All interviews are conducted over the phone, and conversations are edited for length and clarity.

Jen Wilson, co-owner, True Grit Society gym

I looked at all the aid packages coming down for small businesses and the state one doesn’t apply to us because we haven’t been open a year. We’re a month shy. And our employees, who we are still paying because they need the money, they’re considered contractors. So we also wouldn’t get money to pay contractors because they are not considered employees by the state. So we’re kind of screwed on that front. 

Additionally, we don’t want to take out loans, because we don’t know when business will be back. And even if we have to pay, it’s like “What are you agreeing to when you start making money again — if you start making money again?” We have a lot of members who were furloughed or laid off, some of them can’t afford to live here anymore; they’ve had to break their lease and move back home with their parents who don’t live near the gym. There’s a lot going on right now. We don’t even know what’s going to happen.

It’s been a weird couple days trying to figure stuff out. Now it’s settling in. Bills are due and there are a bunch of articles that have come out about, What do you do? Do you take out a loan? Because you don’t know what’s going to happen. There are a lot of businesses preferring to shut because they don’t want to deal with all the financial implications that come with staying open right now. 

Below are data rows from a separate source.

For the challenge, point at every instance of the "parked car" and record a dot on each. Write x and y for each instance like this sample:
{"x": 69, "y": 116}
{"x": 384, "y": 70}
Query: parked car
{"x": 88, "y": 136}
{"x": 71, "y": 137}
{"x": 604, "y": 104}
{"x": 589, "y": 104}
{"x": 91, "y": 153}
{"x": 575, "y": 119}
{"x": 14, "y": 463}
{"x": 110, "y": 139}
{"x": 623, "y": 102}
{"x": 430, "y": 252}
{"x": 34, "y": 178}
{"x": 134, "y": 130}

That’s the thing with our business: We’ve been operating with no overhead other than day-to-day and monthly expenses. Now to say we might need a loan and pay that back while you’re getting things going, it’s such a Catch-22. It took us 11 months to build up relationships to get 60 members, and now, by no fault of our own, we could lose half of those and have to start from the beginning. We’re down to do that, but in the meantime, it’s tough. 

We have had members who have been trying to pay us. We aren’t accepting any money, but it’s the spirit of it that we appreciate. We would need every person to pay their membership in order to do any damage toward our rent. The spirit of most people is camaraderie.